I have a 8mm diameter glass tube willed with water that have a bulge outward above the top.
I know that the preasure inside the bulge is higher than the outside (not postive as to why, probably due to it being in a liquid compare to the atmophere)
the question is:
1. how do I calculate the force due surface tension when this is all the info I was given?

I feel like I have to use BERNOULLI’S equation, but I think im missing too much info to do this.

2. Mar 15, 2017

Staff: Mentor

Are you familiar with the concept of surface tension?

3. Mar 15, 2017

Just_enough

yes

4. Mar 15, 2017

Staff: Mentor

Surface tension works the same as if there is a stretched membrane at the interface between the liquid and the gas. The tension in the membrane per unit length within the surface is equal to the surface tension. What is the downward surface tension force around the circumference of the tube exit.

5. Mar 15, 2017

Just_enough

I tried to go back and read on "fluids" chapter in my boo (Principle of physics by eric mazur) to try to understand what you mean, but I dont get it

6. Mar 16, 2017

Andy Resnick

This question is ill-posed, since the contact line is pinned at the tube edge. The pressure jump across the water-air interface is proportional to the curvature of the interface, and a range of curvatures are possible. Similarly, using Young's equation is complicated as a range of contact angles are possible.

7. Mar 16, 2017

Staff: Mentor

Hi Andy,
The problem title calls the surface hemispherical, so the contact angle is specified. I have trouble with the specification that the tube diameter is 0.8 cm and the surface could be hemispherical. I don't think this could be stable. I could better believe a 0.8 mm tube diameter.

Chet

8. Mar 16, 2017

lychette

In what way would it not be stable. Do you have some mathematical reason? Genuinely interested in your statement

9. Mar 16, 2017

Staff: Mentor

It must seems to me that a hemispherical bulge 1 cm in diameter would not stay stable under the action of surface tension.

10. Mar 17, 2017

256bits

I tried it out with a plastic straw - 07mm OD, maybe .065 cm ID, so a very thin wall.
What looks like a hemisphere of water does form above by squeezing the straw.
Any more squeezing and there is a collapse.

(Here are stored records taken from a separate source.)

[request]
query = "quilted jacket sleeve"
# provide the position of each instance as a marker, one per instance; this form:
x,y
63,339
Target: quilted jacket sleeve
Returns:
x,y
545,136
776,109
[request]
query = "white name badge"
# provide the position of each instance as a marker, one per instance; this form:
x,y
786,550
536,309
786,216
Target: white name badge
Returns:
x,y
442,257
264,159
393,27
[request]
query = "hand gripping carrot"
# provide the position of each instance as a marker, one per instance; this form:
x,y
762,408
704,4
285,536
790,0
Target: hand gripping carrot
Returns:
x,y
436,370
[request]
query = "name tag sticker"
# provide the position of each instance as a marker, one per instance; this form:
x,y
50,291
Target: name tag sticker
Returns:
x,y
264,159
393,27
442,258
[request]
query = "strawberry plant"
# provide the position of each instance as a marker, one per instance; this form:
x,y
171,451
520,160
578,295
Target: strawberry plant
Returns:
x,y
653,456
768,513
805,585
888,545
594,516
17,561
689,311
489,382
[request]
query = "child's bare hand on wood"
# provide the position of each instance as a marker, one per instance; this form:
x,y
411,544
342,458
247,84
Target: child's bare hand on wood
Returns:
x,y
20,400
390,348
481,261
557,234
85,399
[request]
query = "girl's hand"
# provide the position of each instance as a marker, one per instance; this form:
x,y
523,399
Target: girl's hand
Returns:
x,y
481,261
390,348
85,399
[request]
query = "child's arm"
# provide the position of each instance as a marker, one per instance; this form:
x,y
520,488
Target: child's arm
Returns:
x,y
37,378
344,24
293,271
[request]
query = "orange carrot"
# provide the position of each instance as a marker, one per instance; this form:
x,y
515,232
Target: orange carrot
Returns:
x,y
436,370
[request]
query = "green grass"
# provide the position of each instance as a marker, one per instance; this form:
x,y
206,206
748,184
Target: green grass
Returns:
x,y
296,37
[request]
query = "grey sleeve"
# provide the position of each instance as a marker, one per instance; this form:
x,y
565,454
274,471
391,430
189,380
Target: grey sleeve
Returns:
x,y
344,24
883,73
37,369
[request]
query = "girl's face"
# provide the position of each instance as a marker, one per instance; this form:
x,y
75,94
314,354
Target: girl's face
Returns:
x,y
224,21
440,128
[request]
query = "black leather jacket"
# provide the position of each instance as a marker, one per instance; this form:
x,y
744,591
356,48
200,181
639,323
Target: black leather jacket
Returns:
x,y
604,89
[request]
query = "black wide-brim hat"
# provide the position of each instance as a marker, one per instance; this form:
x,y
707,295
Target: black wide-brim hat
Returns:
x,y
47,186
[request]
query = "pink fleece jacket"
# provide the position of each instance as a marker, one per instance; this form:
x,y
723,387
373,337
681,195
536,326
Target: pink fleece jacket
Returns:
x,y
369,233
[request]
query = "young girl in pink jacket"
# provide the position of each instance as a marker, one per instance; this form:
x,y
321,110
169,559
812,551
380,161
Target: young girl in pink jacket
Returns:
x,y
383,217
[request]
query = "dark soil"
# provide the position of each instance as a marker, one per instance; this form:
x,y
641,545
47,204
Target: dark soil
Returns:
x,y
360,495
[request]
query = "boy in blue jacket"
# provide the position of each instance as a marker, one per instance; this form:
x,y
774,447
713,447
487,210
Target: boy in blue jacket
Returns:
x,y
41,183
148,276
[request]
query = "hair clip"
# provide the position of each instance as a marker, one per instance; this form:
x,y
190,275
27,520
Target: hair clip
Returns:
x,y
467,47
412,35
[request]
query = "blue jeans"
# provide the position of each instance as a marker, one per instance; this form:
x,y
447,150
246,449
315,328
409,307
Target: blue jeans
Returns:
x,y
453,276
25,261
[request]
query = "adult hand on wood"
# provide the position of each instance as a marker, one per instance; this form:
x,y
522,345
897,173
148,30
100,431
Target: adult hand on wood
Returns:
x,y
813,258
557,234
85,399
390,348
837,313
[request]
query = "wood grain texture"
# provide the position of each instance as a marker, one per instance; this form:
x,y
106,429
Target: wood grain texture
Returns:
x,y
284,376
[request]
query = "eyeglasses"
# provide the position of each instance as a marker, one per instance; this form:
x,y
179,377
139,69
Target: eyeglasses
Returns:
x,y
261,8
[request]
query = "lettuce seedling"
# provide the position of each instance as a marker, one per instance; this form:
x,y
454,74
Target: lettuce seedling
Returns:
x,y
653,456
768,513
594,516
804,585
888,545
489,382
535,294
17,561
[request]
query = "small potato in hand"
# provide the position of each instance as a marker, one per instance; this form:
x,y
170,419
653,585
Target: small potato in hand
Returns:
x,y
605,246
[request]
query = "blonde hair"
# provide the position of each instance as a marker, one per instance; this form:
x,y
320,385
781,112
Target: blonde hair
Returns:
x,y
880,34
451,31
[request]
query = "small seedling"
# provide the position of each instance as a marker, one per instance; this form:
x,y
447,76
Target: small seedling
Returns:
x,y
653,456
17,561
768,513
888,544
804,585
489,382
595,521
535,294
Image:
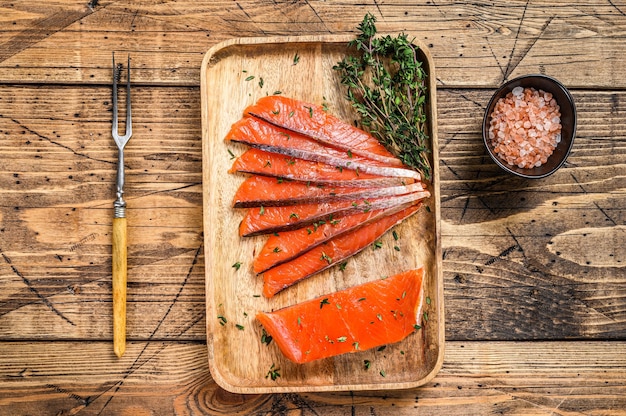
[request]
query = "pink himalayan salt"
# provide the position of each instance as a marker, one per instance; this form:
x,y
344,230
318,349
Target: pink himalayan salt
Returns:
x,y
525,127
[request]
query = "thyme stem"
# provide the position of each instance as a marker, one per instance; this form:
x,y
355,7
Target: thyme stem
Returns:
x,y
385,83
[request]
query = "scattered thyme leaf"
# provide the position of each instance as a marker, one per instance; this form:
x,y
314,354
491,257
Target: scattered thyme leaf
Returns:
x,y
273,372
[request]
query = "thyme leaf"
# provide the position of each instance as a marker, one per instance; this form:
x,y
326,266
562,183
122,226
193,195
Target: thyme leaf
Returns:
x,y
385,83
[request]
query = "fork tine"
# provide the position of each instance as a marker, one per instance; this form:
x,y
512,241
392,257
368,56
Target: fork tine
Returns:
x,y
129,124
114,127
121,140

Also tried a coke bottle - approx. 2 cm ID. The wall is 1.5 mm, somewhat flat.
The water rises up to what looks to be about 2 to 3 mm, and then collapses.

Now that is with plastic tubing.
Glass and water would ( should ) behave differentially.
And curvature of the rim would have an effect also.

Maximum radius for a hemispherical bubble?
Seems to be just what you had stated.

11. Mar 17, 2017

Andy Resnick

Yes, that's the title of this thread. But it's not in the stated problem ("a bulge outward").

12. Mar 17, 2017

Khashishi

13. Mar 17, 2017

Staff: Mentor

I get $$2\pi r \sigma=\pi r^2 \Delta p$$